Ma dopo aver utilizzato Note 10+ e S20 Ultra nello stesso periodo possiamo dire che il nuovo modello non sovrasta l'ex top di gamma in tutto, anzi, i due dispositivi possono coesistere sul mercato senza problemi, offrendo esperienze d'uso differenti, soprattutto nell'ergonomia e nella fotocamera.
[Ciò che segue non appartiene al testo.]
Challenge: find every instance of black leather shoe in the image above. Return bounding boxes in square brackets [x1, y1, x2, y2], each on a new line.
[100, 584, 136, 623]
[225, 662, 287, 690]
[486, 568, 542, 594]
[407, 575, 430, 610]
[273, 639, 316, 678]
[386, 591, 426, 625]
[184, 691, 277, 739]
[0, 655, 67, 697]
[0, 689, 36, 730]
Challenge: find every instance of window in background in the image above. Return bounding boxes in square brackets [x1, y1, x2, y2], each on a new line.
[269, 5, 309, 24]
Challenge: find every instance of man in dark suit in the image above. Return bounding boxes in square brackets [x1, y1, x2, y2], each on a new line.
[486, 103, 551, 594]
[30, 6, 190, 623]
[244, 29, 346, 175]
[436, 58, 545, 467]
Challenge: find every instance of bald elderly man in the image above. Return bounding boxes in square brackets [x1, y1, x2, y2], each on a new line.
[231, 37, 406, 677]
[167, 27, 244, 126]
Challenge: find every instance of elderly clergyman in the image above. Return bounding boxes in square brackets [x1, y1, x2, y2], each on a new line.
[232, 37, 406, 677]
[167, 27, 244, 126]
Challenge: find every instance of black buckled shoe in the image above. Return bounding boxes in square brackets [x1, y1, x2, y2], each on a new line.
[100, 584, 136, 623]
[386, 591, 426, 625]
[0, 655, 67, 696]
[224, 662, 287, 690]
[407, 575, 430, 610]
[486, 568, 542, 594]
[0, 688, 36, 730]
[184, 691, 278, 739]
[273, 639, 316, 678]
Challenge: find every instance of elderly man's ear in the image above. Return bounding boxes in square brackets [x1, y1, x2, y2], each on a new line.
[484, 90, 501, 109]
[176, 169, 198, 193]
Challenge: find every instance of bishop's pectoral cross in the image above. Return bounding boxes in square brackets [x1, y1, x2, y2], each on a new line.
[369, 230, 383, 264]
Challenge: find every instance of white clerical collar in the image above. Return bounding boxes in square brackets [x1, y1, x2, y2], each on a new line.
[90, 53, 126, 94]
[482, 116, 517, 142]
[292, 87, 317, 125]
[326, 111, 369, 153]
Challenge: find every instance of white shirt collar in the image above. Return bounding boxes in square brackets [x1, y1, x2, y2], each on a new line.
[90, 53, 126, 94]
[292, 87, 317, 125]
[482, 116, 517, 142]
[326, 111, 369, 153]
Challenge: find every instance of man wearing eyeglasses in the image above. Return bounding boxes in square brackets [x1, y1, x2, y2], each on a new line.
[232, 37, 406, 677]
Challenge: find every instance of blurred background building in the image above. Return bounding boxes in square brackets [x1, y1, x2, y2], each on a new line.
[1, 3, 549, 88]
Qualità ai massimi livelli ma pochi dettagli

Galaxy S20 Ultra è uno smartphone che non passa inosservato, soprattutto per le dimensioni e per il modulo fotografico, elemento principale di distinzione dagli altri telefoni. Siamo di fronte a dispositivo alto 166.9 mm e spesso 8.8 mm, per un peso complessivo di 220 grammi. Facendo un rapido paragone con altri due modelli di dimensioni maggiorate, Note 10+ è alto 162.3 mm e spesso 7.9 mm, per un peso di 196 grammi, mentre iPhone 11 Pro Max misura 158 in lunghezza ed è spesso 8.1 mm, per un peso di 226 grammi. In questo confronto tra i "Big" della telefonia, è il Note 10+ a vincere il premio per la migliore ergonomia, grazie a un peso e a uno spessore inferiori rispetto agli altri.
S20 Ultra è uno smartphone che va usato con due mani, Samsung ha puntato molto sul suo enorme schermo da 6.9 pollici, se si vuole una migliore maneggevolezza ci sono altri due S20 adatti a chi predilige dispositivi più piccoli, o anche lo stesso Note 10+.
Chi lo compra quindi sa che potrà contare su un'esperienza multimediale a tutto tondo, sacrificando in parte l'ergonomia, sarebbe quindi ingiusto penalizzarlo per le dimensioni, anche se qualcosa in più per limitare lo spessore poteva essere fatto.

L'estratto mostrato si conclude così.